On the eve of the tournament, the 18th hole also hosted a memorial for Payne Stewart, who had won the previous year's tournament at Pinehurst No. 2 but then died in a plane crash in October at the age of 42. Speakers included Stewart's widow Tracey and Payne's friend and fellow professional Paul Azinger, while attendees included Stewart's caddy Mike Hicks and other professionals who then competed in the tournament such as Mickelson, David Duval, Davis Love III, Tom Lehman, Lee Janzen and Sergio García. The ceremony concluded with shots being hit into Stillwater Cove in a golf version of a 21-gun salute. García also wore Stewart's trademark navy plus fours during his opening round, while Nicklaus was given Stewart's defending champion spot in the traditional pairings alongside Open Championship winner Paul Lawrie and U.S. Amateur winner David Gossett and asked for a moment of silence in Stewart's memory before his opening tee shot.

===2010===
Graeme McDowell won in 2010 by one stroke over Grégory Havret. Ernie Els finished third, with Woods and Phil Mickelson in a tie for fourth. McDowell, from Northern Ireland, became the first European to win the U.S. Open in forty years. In his last U.S. Open, 1982 champion Watson at age 60 became the second-oldest player to make a U.S. Open cut (after Sam Snead, age 61 in 1973), and finished tied for 29th.

===2019===
Gary Woodland won in 2019 by three strokes over Brooks Koepka. Woodland prevented Koepka from becoming the first golfer in over 100 years to win three consecutive U.S. Opens. In his final amateur tournament, Viktor Hovland finished tied for 12th. With a 4-under total of 280, Hovland broke Jack Nicklaus' U.S. Open scoring total for an amateur. Nicklaus shot 282 over four rounds at Cherry Hills Country Club in 1960.
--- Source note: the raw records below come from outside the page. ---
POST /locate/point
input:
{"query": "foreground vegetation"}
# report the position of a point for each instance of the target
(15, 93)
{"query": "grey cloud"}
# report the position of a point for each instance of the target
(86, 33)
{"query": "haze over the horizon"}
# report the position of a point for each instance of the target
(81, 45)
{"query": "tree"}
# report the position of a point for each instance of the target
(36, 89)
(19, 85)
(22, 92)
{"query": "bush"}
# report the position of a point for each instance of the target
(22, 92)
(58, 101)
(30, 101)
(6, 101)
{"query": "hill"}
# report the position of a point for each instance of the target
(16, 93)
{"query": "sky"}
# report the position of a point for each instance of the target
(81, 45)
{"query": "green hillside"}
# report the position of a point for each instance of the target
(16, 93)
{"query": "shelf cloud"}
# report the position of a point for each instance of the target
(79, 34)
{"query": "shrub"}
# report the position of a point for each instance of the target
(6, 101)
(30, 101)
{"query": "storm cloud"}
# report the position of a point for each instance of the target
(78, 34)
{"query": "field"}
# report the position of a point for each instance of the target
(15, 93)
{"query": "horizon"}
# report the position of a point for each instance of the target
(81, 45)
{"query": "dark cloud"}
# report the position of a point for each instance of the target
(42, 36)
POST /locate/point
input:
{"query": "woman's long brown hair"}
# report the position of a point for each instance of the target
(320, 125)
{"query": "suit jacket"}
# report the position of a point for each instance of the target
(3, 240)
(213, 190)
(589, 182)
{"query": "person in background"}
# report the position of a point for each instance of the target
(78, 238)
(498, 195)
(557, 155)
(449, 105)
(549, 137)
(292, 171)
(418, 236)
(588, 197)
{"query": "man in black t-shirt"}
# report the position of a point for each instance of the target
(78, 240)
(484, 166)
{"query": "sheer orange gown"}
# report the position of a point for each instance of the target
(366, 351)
==Major tournaments hosted==

| Year | Tournament | Winner | Score | To par | Margin of victory | Runner(s) Up | Winner's share ($) |
| 1929 | U.S. Amateur | USA Jimmy Johnston | Match play |  | 4 and 3 | USA Oscar Willing | n/a |
| 1940 | U.S. Women's Amateur | USA Betty Jameson | Match play |  | 6 and 5 | USA Jane S. Cothran | n/a |
| 1947 | U.S. Amateur | USA Skee Riegel | Match play |  | 2 and 1 | USA Johnny Dawson | n/a |
| 1948 | U.S. Women's Amateur (2) | USA Grace Lenczyk | Match play |  | 4 and 3 | USA Helen Sigel | n/a |
| 1961 | U.S. Amateur | USA Jack Nicklaus | Match play |  | 8 and 6 | USA Dudley Wysong | n/a |
| 1972 | U.S. Open | USA Jack Nicklaus | 290 | +2 | 3 strokes | AUS Bruce Crampton | 30,000 |
| 1977 | PGA Championship | USA Lanny Wadkins | 282 | −6 | Playoff^ | USA Gene Littler | 45,000 |
| 1982 | U.S. Open | USA Tom Watson | 282 | −6 | 2 strokes | USA Jack Nicklaus | 60,000 |
| 1992 | U.S. Open | USA Tom Kite | 285 | −3 | 2 strokes | USA Jeff Sluman | 275,000 |
| 1999 | U.S. Amateur | USA David Gossett | Match play |  | 9 and 8 | KOR Kim Sung-yoon | n/a |
| 2000 | U.S. Open | USA Tiger Woods | 272 | −12 | 15 strokes | RSA Ernie Els ESP Miguel Angel Jimenez | 800,000 |
| 2010 | U.S. Open | NIR Graeme McDowell | 284 | E | 1 stroke | FRA Grégory Havret | 1,350,000 |
| 2018 | U.S. Amateur (5) | NOR Viktor Hovland | Match play |  | 6 and 5 | USA Devon Bling | n/a |
| 2019 | U.S. Open (6) | USA Gary Woodland | 271 | −13 | 3 strokes | USA Brooks Koepka | 2,250,000 |
| 2023 | U.S. Women's Open | USA Allisen Corpuz | 279 | −9 | 3 strokes | ENG Charley Hull KOR Jiyai Shin | 2,000,000 |
| 2027 | U.S. Open |
| 2032 | U.S. Open |
| 2035 | U.S. Women's Open |
| 2037 | U.S. Open |
| 2040 | U.S. Women's Open |
| 2044 | U.S. Open |
| 2048 | U.S. Women's Open |

^ Sudden-death playoff, won on third extra hole
- Par 72 for majors through 1992; par 71 for U.S. Open only since (2nd hole changed to par 4 in 2000; for the U.S. Women's Open, it is a par 5)

==Controversy over further golf course development==
There has been continuing controversy between recreational interests and environmental protection, related to a proposed new golf course development by the Pebble Beach Company. The new golf course proposal has existed in some form since the early 1990s; while the environmental protection issues center on the potential damage to rare and endangered species in this locale. The Pebble Beach Company agreed to leave 635 acres of forest area on the Pebble Beach property undeveloped.